Je t’en prie, ne me crois pas.
Regarde moi tout va bien!
Mais sous mon masque qui me cache, se camoufle mon moi confus, apeuré, seul, mais je le cache.
Mon seul salut je le sais.
Ce regard est mon salut s’il est suivi de l’acceptation, d’amour.
C’est la seule chose qui peut me délivrer de moi-même ;
De mes propres murs, de ma propre prison que j’ai construite, des barrières que je me donne tant de mal a dressé.
C’est la seule chose qui me convaincra que je vaux vraiment quelque chose, mais je ne te le dis pas.je n’ose pas,
J’ai peur.
J’ai peur que ton regard ne soit pas suivi d’accueil et d’amour.
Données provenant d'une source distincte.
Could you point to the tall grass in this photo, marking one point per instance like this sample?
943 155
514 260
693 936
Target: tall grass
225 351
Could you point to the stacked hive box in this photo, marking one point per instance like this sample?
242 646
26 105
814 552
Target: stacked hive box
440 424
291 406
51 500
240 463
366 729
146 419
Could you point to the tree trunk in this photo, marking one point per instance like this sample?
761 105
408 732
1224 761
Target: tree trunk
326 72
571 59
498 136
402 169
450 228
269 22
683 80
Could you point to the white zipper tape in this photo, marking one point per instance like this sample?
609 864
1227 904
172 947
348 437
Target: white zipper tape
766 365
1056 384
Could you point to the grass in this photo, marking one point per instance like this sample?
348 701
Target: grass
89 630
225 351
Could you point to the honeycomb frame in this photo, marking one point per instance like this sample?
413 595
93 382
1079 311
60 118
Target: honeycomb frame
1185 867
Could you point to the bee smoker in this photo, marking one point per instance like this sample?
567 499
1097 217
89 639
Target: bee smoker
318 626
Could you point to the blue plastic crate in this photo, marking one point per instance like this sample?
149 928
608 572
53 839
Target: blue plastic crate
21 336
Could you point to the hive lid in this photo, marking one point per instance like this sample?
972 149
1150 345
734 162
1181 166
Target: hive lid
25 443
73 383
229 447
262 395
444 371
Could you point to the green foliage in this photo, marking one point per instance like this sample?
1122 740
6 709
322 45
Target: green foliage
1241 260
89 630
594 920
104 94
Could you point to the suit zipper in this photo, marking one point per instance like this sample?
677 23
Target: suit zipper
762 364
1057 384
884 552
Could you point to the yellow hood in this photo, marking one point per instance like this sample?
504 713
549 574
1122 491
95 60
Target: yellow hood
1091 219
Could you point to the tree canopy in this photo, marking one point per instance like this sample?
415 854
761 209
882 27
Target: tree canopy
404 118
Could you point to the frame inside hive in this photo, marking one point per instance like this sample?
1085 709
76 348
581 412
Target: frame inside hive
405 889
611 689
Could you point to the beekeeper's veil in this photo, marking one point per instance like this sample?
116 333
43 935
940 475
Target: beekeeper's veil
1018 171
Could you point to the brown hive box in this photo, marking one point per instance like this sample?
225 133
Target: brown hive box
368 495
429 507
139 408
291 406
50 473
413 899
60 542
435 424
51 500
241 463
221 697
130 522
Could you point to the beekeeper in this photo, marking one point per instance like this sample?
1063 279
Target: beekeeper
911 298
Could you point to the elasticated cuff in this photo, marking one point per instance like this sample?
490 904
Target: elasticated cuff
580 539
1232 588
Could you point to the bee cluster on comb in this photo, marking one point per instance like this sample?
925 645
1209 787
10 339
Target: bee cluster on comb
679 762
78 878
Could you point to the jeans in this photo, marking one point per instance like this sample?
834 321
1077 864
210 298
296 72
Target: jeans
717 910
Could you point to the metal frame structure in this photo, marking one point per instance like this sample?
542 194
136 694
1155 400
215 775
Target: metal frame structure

J’ai peur de baisser dans ton estime,
J’ai peur que tu découvres qu’au fond, je ne suis rien.
Quand je pars sur mes ritournelles, ne te laisse pas tromper par ce que je dis ;
Je t’en pris écoute attentivement et essaie d’entendre
Ce que je ne dis pas ; mais que j’aimerais pouvoir te dire,
Et ce que j’ai besoin de dire pour me sauver,
Mais je ne peux pas….
Je déteste me cacher.
C’est vrai, je le déteste ;
Je déteste ce jeu de masques que je joue, ce jeu faux et superficiel.
Je voudrais être vrai, spontané,
Je voudrais être moi-même, mais je t’en prie, il faut que tu m’aides.